Getting Data In

How to find the index footprint by hot, cold, and frozen?

Explorer

Good morning those more knowledgeable than myself 🙂

The index usage default panel which shows such useful information as earliest event, is not quite giving me what I need.

Trying to manage Hot/warm, cold and frozen in such a way as 60% of the data is on hot/warm, 40% of the data is on cold and anything older than 115 days (we promise 90 searchable) goes to frozen.

The frozen data is included in the earliest event calculation, and I'd like to either see my footprint in size for only hot/cold or for all three so I can calculate the hot/cold ratio without the blur introduced by including frozen.

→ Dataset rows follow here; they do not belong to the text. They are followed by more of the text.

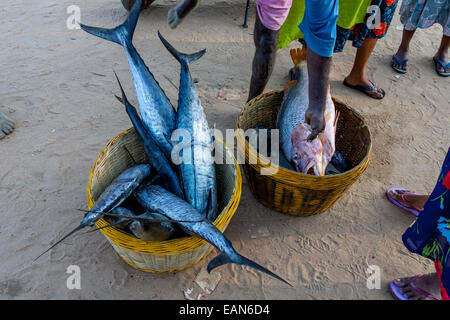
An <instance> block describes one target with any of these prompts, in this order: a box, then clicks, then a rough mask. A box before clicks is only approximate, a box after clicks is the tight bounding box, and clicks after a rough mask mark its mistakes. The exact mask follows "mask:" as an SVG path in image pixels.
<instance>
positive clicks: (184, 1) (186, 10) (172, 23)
mask: <svg viewBox="0 0 450 320" xmlns="http://www.w3.org/2000/svg"><path fill="white" fill-rule="evenodd" d="M200 2H201V1H200V0H184V1H182V2H180V3H179V4H177V5H176V6H175V7H173V8H171V9H170V10H169V13H168V15H167V22H168V23H169V25H170V27H171V28H172V29H173V28H176V26H177V25H178V24H180V22H181V21H182V20H183V19H184V18H185V17H186V16H187V15H188V14H189V12H191V11H192V10H194V9H195V8H197V7H198V5H199V4H200Z"/></svg>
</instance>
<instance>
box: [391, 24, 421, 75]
mask: <svg viewBox="0 0 450 320" xmlns="http://www.w3.org/2000/svg"><path fill="white" fill-rule="evenodd" d="M414 32H416V30H405V29H403V35H402V42H401V43H400V47H398V50H397V53H396V54H395V55H396V56H397V58H398V59H399V60H400V61H404V60H405V59H406V58H408V50H409V43H410V42H411V39H412V37H413V35H414ZM392 64H393V66H394V67H396V68H399V69H403V70H407V66H406V64H405V65H403V66H400V65H399V64H398V63H396V62H395V61H392Z"/></svg>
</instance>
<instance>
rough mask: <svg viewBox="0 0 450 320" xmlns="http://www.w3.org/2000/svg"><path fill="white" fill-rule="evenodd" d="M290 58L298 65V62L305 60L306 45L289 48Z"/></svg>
mask: <svg viewBox="0 0 450 320" xmlns="http://www.w3.org/2000/svg"><path fill="white" fill-rule="evenodd" d="M290 53H291V59H292V62H294V64H295V65H298V64H299V63H300V62H302V61H305V60H306V46H303V47H302V48H295V49H291V51H290Z"/></svg>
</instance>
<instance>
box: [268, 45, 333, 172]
mask: <svg viewBox="0 0 450 320" xmlns="http://www.w3.org/2000/svg"><path fill="white" fill-rule="evenodd" d="M290 53H291V57H292V60H293V62H294V65H295V70H296V71H297V73H298V80H294V81H291V82H290V83H288V84H287V86H286V89H285V93H284V97H283V101H282V103H281V107H280V110H279V112H278V115H277V122H276V126H277V128H278V129H279V130H280V148H281V149H282V151H283V153H284V155H285V157H286V158H287V160H288V161H289V162H290V163H291V164H292V165H293V166H294V167H295V168H296V170H297V171H298V172H302V173H307V174H314V175H317V176H323V175H325V168H326V167H327V165H328V163H329V162H330V161H331V158H332V157H333V154H334V152H335V136H336V123H337V115H336V111H335V107H334V103H333V100H332V99H331V95H330V90H329V88H328V91H327V97H326V106H325V111H324V118H325V129H324V131H323V132H321V133H319V135H318V136H317V137H316V138H315V139H313V140H312V141H308V137H309V135H310V134H311V127H310V126H309V124H307V123H306V120H305V113H306V111H307V109H308V107H309V84H308V69H307V64H306V47H304V48H303V49H301V50H300V49H292V50H291V52H290Z"/></svg>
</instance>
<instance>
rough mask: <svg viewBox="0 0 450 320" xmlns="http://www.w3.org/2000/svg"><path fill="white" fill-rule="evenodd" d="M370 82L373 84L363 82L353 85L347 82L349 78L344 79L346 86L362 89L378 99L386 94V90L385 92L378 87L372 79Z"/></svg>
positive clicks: (375, 98) (383, 90)
mask: <svg viewBox="0 0 450 320" xmlns="http://www.w3.org/2000/svg"><path fill="white" fill-rule="evenodd" d="M369 81H370V80H369ZM370 83H371V84H372V85H371V86H365V85H362V84H359V85H352V84H350V83H348V82H347V78H345V79H344V86H346V87H349V88H352V89H355V90H358V91H361V92H363V93H365V94H366V95H368V96H369V97H371V98H374V99H378V100H379V99H383V98H384V96H385V95H386V92H384V90H383V89H381V88H380V89H378V88H377V86H376V85H375V84H374V83H373V82H372V81H370ZM380 91H381V92H380Z"/></svg>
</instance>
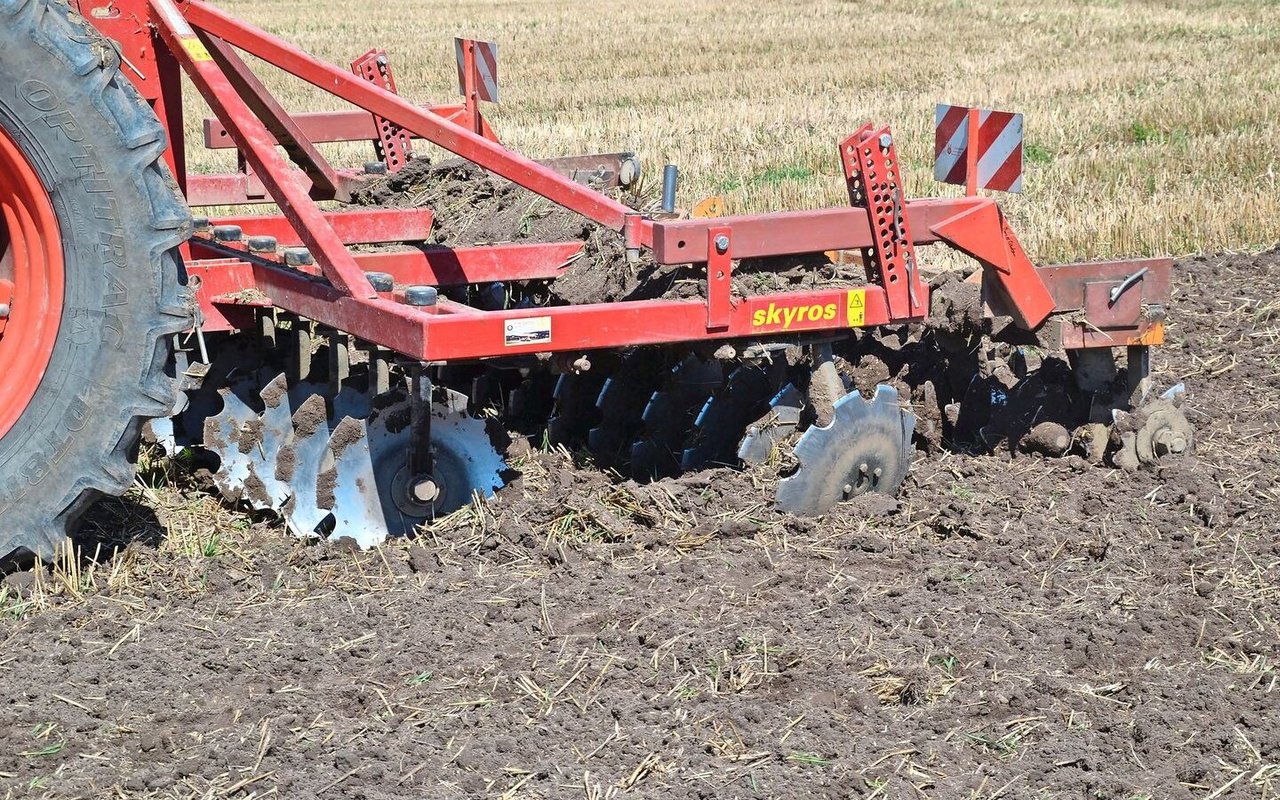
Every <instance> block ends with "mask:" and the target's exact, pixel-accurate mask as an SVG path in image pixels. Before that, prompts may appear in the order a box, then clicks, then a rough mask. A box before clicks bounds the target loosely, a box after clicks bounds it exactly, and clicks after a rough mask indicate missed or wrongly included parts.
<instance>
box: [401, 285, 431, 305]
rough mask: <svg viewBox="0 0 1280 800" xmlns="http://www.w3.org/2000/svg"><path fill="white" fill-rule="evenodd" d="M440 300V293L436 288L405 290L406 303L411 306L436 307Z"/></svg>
mask: <svg viewBox="0 0 1280 800" xmlns="http://www.w3.org/2000/svg"><path fill="white" fill-rule="evenodd" d="M439 298H440V293H439V292H438V291H436V289H435V287H407V288H406V289H404V302H406V303H408V305H410V306H434V305H435V303H436V301H439Z"/></svg>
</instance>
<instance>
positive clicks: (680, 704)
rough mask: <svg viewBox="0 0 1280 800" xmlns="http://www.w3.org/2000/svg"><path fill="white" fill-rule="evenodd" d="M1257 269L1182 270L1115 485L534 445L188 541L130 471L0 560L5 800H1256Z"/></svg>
mask: <svg viewBox="0 0 1280 800" xmlns="http://www.w3.org/2000/svg"><path fill="white" fill-rule="evenodd" d="M1277 285H1280V253H1276V252H1272V253H1267V255H1262V256H1210V257H1197V259H1190V260H1187V261H1183V262H1181V264H1180V265H1179V278H1178V282H1176V294H1175V298H1174V302H1172V306H1171V315H1170V316H1171V320H1172V324H1171V329H1170V333H1171V342H1170V344H1169V346H1167V347H1165V348H1162V349H1161V351H1160V352H1158V355H1157V356H1156V357H1155V358H1153V366H1155V369H1156V371H1157V378H1158V380H1160V381H1161V383H1164V384H1170V383H1175V381H1179V380H1185V381H1187V384H1188V388H1189V392H1190V398H1189V401H1188V404H1187V407H1188V410H1189V413H1190V415H1192V416H1193V420H1194V422H1196V424H1197V425H1198V426H1199V440H1198V445H1197V452H1196V453H1194V454H1193V456H1190V457H1185V458H1181V460H1179V461H1172V462H1169V463H1167V465H1164V466H1161V467H1158V468H1155V470H1147V471H1142V472H1138V474H1132V475H1130V474H1124V472H1120V471H1117V470H1111V468H1106V467H1091V466H1087V465H1085V463H1084V462H1083V461H1082V460H1079V458H1075V457H1066V458H1042V457H1039V456H1007V454H1006V456H988V457H968V456H957V454H945V453H938V454H932V456H928V457H924V456H918V461H916V463H915V465H914V468H913V471H911V475H910V476H909V479H908V484H906V486H905V490H904V493H902V497H901V498H900V499H899V500H892V499H887V498H863V499H860V500H858V502H855V503H852V504H847V506H841V507H838V509H837V511H836V512H833V513H831V515H829V516H827V517H824V518H820V520H797V518H790V517H786V516H781V515H777V513H774V512H772V511H771V509H769V508H768V506H767V503H765V497H767V495H768V494H769V488H768V486H767V485H764V483H765V481H763V479H759V477H754V476H751V475H744V474H737V472H731V471H713V472H703V474H696V475H691V476H685V477H682V479H678V480H663V481H657V483H654V484H650V485H646V486H639V485H635V484H627V483H612V481H609V480H608V479H607V477H605V476H604V475H602V474H600V472H599V471H595V470H593V468H589V467H585V468H584V467H577V466H575V465H572V463H570V462H568V460H567V457H564V456H562V454H556V453H550V454H547V453H531V454H529V456H527V460H526V463H525V465H524V471H525V475H524V477H522V480H521V483H518V484H517V485H515V486H512V488H509V489H508V490H506V492H504V493H503V494H502V495H500V497H499V498H498V499H495V500H494V502H493V503H490V504H488V506H485V507H480V508H474V509H467V511H463V512H460V513H458V515H456V516H454V517H452V518H449V520H448V521H445V522H442V524H438V525H436V526H435V527H434V530H433V531H430V534H429V535H426V536H424V538H422V539H421V540H420V541H417V543H416V544H412V545H410V544H401V545H394V547H387V548H384V549H381V550H378V552H371V553H351V552H347V550H343V549H335V548H332V547H328V545H323V544H321V545H305V544H297V543H294V541H292V540H288V539H287V538H285V536H284V534H282V532H280V531H278V530H276V529H274V527H273V524H270V522H265V521H264V522H256V524H253V525H252V526H250V525H248V524H247V522H242V524H241V530H238V531H237V530H234V527H227V529H225V530H224V532H223V534H221V535H220V538H210V539H209V540H207V543H206V545H205V547H204V548H202V549H198V548H197V550H196V552H183V550H180V549H178V548H175V547H174V545H173V544H174V543H173V540H174V538H175V536H178V534H177V532H175V531H177V530H178V527H179V521H180V520H187V518H188V517H187V516H183V515H187V513H189V512H188V511H182V509H180V508H179V507H177V506H175V502H174V500H173V499H166V498H168V495H165V494H163V489H156V490H152V489H146V490H140V492H138V493H136V494H134V495H133V497H132V498H129V500H128V502H127V503H124V504H120V503H116V504H109V506H102V507H101V509H100V513H99V515H97V516H99V517H101V518H102V520H104V522H102V524H101V525H100V529H101V530H108V531H123V534H120V532H118V534H116V536H115V539H119V538H120V536H123V538H125V539H128V538H129V536H137V538H138V539H140V540H138V541H134V543H132V544H129V545H128V547H127V548H125V549H124V550H122V552H120V553H118V554H116V556H114V557H110V558H106V559H105V561H102V562H101V563H99V564H97V566H92V564H79V566H78V570H79V571H77V570H70V573H68V567H67V566H64V567H63V568H61V570H60V571H59V572H58V573H56V575H49V573H44V572H41V573H19V575H14V576H10V577H9V579H6V580H5V586H6V589H5V590H4V591H5V594H3V595H0V598H3V599H0V616H3V621H0V637H3V646H0V686H3V687H4V691H3V700H0V701H3V707H0V708H3V710H0V786H3V787H4V788H3V790H0V796H5V797H223V796H227V797H251V796H252V797H264V796H280V797H291V799H293V797H297V799H310V797H367V799H381V797H410V796H412V797H584V799H603V797H627V796H632V797H868V799H869V797H936V799H951V797H1070V799H1076V797H1079V799H1082V800H1083V799H1091V800H1093V799H1117V800H1119V799H1133V797H1161V799H1165V797H1171V799H1179V797H1199V799H1206V800H1207V799H1210V797H1275V796H1277V792H1280V714H1277V713H1276V707H1277V701H1280V678H1277V672H1276V662H1277V659H1280V644H1277V643H1280V625H1277V608H1280V605H1277V603H1280V596H1277V586H1280V515H1277V509H1280V498H1277V493H1280V489H1277V483H1276V481H1277V471H1280V465H1277V458H1280V447H1277V434H1276V431H1277V430H1280V404H1277V399H1276V398H1277V389H1280V289H1276V287H1277ZM152 479H154V480H159V477H156V476H155V475H152ZM178 480H179V481H180V480H182V479H180V476H179V479H178ZM212 508H214V509H215V512H216V508H218V507H216V506H212ZM211 513H214V512H211ZM224 518H225V517H223V516H218V515H216V513H214V517H212V518H211V520H210V521H209V522H207V525H223V522H221V520H224ZM232 518H234V517H232ZM183 525H186V522H183ZM228 525H230V524H228ZM101 530H100V534H101ZM206 530H207V529H206ZM202 535H207V534H202ZM166 536H168V539H165V538H166ZM86 541H88V540H86ZM91 572H92V575H91Z"/></svg>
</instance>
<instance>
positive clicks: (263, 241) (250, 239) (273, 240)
mask: <svg viewBox="0 0 1280 800" xmlns="http://www.w3.org/2000/svg"><path fill="white" fill-rule="evenodd" d="M278 246H279V242H276V241H275V237H274V236H251V237H248V251H250V252H275V248H276V247H278Z"/></svg>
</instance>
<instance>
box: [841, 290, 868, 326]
mask: <svg viewBox="0 0 1280 800" xmlns="http://www.w3.org/2000/svg"><path fill="white" fill-rule="evenodd" d="M845 320H846V321H845V324H846V325H849V326H850V328H861V326H863V325H865V324H867V289H849V294H846V296H845Z"/></svg>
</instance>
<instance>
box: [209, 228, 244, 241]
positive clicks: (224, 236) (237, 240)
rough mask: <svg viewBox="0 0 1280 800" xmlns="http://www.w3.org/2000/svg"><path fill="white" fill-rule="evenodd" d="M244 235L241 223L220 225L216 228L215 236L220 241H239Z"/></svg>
mask: <svg viewBox="0 0 1280 800" xmlns="http://www.w3.org/2000/svg"><path fill="white" fill-rule="evenodd" d="M243 236H244V232H243V230H241V227H239V225H218V227H215V228H214V238H215V239H218V241H219V242H239V241H241V238H242V237H243Z"/></svg>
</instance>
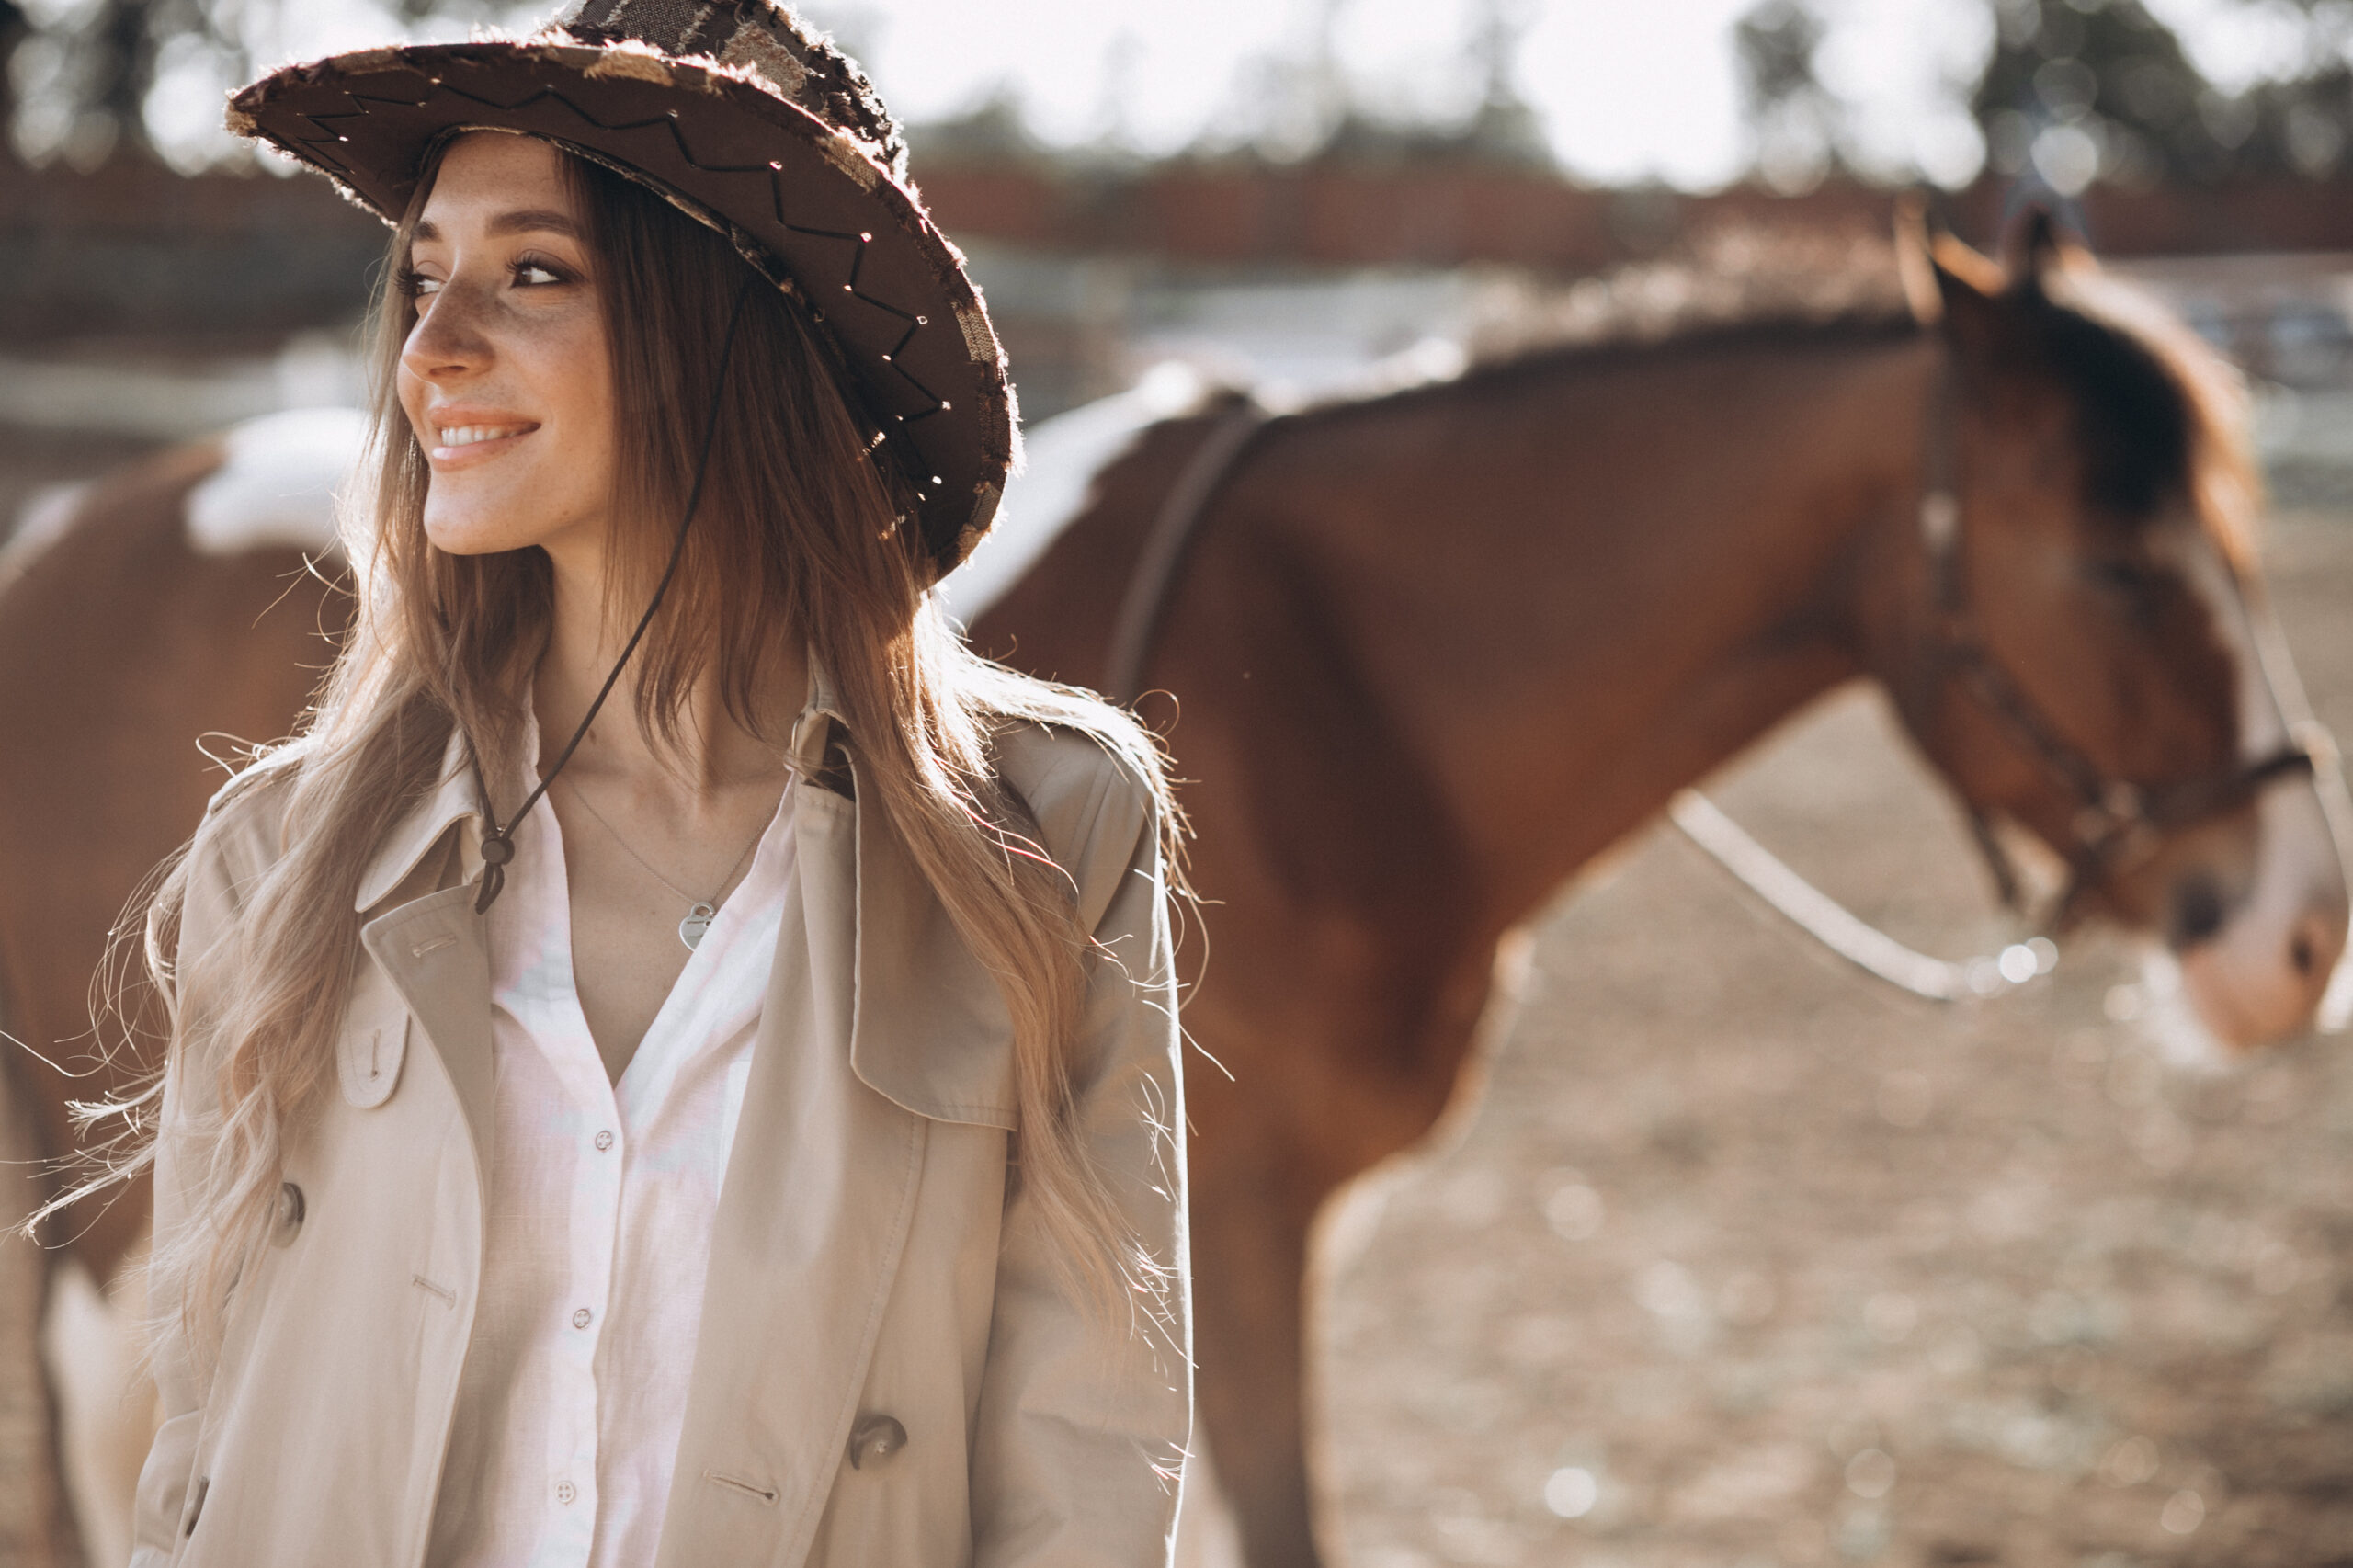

Ideally I'd like to have the ability to control hot/cold retention entirely by the date range of the data, not the size of it but that seems to be impossible to do directly hence calculating it. Now having turned frozen on, the data we were using to size the indexes is being made fuzzy by including the frozen data in the earliest event count.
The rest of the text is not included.